Cheque careca?

bboniek99 Escreveu:O caro Ming... esse cheque eh do tempo do Pinto de Magalhaes... bom mas estou, possivelmente, a faze-lo recuar excessivamente no seu tempo. Arrisca-se mesmo um exercicio de recuo pre-natal.
E isso seria um risco que nao vamos correr.
Comigo não haverá esse problema do recuo pré-natal.
Mas torna-se necessário avivar a memória...
- Se houve um caso no Pinto de Magalhães não terá sido com o Champalimaud mas sim com o Belmiro. E não se tratou de cheque careca embora, na época, a famíla PM tenha ficado pouco satisfeita com a actuação do então, ainda rapaz, Belmirinho.
- Com o Champalimaud existiu o caso do cheque mas foi com a compra do Banco Pinto & Sotto Mayor.
A história, aliás, é giríssima e passou-se em 1960. O AC queria comprar uma seguradora para meter lá os seguros de todas as suas empresas e para meter a sua nova menina bonita que era a Siderurgia. Depois de desistir da compra da União (porque os Espírito Santo andaram anos a empatarem-no dizendo que lha vendiam...)
fez uma prospecção e soube que havia uma companhia no Porto, A Confiança, de venda viável. Pertencia a Manuel Henriques Junior, dono de oitenta por cento do Banco Pinto & SottoMayor e seu presidente desde 1943.
(...)era um banco relativamente modesto. Em 1960 tinha somente 45.000 contos de capital e 75.000 contos de reservas e dificuldades em impor-se no mercado.
AC foi ter com Manuel Henriques Júnior à Sede do Banco, na baixa(...). Manuel Henriques, que AC já conhecia, era o maior resineiro português, homem afável e bem apessoado. Quando lhe explicou que queria comprar A Confiança, ele levantou-se, fez um gesto largo e disse-lhe: "Meu querido amigo, faça favor de se sentar na minha cadeira". Perplexo ficou AC. Manuel Henriques pensou que ele ia para comprar o banco.
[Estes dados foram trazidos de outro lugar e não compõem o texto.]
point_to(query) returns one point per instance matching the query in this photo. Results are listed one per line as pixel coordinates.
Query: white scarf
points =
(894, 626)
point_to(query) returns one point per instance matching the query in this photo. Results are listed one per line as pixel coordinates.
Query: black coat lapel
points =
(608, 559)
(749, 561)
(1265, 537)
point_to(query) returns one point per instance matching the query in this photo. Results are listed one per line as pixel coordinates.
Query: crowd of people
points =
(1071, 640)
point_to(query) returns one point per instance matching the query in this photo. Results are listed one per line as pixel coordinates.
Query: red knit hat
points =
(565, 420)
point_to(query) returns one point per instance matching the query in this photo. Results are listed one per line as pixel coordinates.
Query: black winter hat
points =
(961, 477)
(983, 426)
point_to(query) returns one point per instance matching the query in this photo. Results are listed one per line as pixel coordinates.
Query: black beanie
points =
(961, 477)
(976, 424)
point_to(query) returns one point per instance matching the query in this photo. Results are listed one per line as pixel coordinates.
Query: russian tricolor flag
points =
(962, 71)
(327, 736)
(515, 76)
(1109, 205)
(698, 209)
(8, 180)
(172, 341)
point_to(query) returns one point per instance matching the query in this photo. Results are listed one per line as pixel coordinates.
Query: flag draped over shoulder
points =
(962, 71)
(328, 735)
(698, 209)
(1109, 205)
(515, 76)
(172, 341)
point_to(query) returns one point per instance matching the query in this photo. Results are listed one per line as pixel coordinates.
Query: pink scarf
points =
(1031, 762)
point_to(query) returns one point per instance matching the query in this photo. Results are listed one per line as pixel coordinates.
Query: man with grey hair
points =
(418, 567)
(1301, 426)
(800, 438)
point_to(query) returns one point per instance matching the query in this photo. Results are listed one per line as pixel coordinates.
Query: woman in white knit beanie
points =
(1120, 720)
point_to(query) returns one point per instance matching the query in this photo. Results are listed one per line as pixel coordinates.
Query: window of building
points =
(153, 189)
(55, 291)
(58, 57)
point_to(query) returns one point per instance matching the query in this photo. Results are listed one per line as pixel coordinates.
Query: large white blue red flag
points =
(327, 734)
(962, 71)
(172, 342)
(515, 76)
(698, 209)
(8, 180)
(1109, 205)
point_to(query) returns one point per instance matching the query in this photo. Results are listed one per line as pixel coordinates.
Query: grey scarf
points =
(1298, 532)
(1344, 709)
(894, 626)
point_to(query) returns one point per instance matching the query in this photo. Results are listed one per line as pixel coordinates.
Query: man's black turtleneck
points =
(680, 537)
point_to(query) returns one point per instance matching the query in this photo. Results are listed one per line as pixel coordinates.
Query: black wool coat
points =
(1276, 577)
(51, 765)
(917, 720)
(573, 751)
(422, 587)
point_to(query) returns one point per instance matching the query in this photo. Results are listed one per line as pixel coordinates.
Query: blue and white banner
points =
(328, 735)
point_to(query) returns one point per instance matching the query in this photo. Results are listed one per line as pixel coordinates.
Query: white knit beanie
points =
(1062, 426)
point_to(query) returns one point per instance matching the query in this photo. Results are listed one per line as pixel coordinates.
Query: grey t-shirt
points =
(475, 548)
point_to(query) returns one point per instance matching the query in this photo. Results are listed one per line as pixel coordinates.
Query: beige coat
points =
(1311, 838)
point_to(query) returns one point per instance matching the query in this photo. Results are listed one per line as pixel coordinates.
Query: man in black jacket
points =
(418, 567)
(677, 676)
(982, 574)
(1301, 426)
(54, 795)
Explicou-lhe, a rir, que não era o caso, só queria a companhia de seguros.
Como se vê, no parágrafo seguinte, já se usava naquela época a tecnica das "empresas em cascata" que Belmiro de Azevedo tão bem utilizou uns anos mais tarde...
O resineiro contrapôs que a companhia pertencia ao Sotto Mayor e, se comprasse o banco, automaticamente ficaria proprietário de A Confiança. AC não vinha preparado para um lance daqueles, nem lhe passava pela cabeça, mas Manuel Henriques insistiu e ficou de estudar o assunto. Levou muito tempo a decidir-se mas, pelo sim pelo não, começou a depositar cada vez mais dinheiro no Sotto Mayor.
Como bom negociante que era AC não mostrou qualquer pressa e nunca mais lá apareceu...
Mas como levou tempo a responder, Manuel Henriques chamou-o em 1960 ao banco e disse-lhe que precisava de uma decisão urgente.
Estava o resineiro severamente descapitalizado e tinha de vender o banco para equilibrar a sua indústria: "Era sim ou sopas e tive que decidir na hora". AC perguntou a Manuel Henriques quanto é que queria pelo Banco: "Não regateei a quantia. Pedi-lhe que mandasse vir um cheque avulso e preenchi-o logo ali, sacando sobre a minha conta, e fechando assim o negócio. Fiquei só a dever, para pagar daí a trinta dias, uma percentagem pequena."
Dez anos depois este banquinho, comprado quase por engano, tinha-se tornado no maior banco privado português e só tinha acima dele a estatal CGD!
Vamos agora à história do cheque...
Circulou durante muito tempo a versão feita lenda, de que AC tinha adquirido o Sotto Mayor com dinheiro do próprio banco. Isto é, como não dispusesse de liquidez, teria emitido um cheque que só veio a ter cobertura depois de ficar dono do banco. AC diz que isso é falso:"O cheque que passei a Manuel Henriques foi já sacado sobre a minha conta de depósitos já dotada de recursos bastantes."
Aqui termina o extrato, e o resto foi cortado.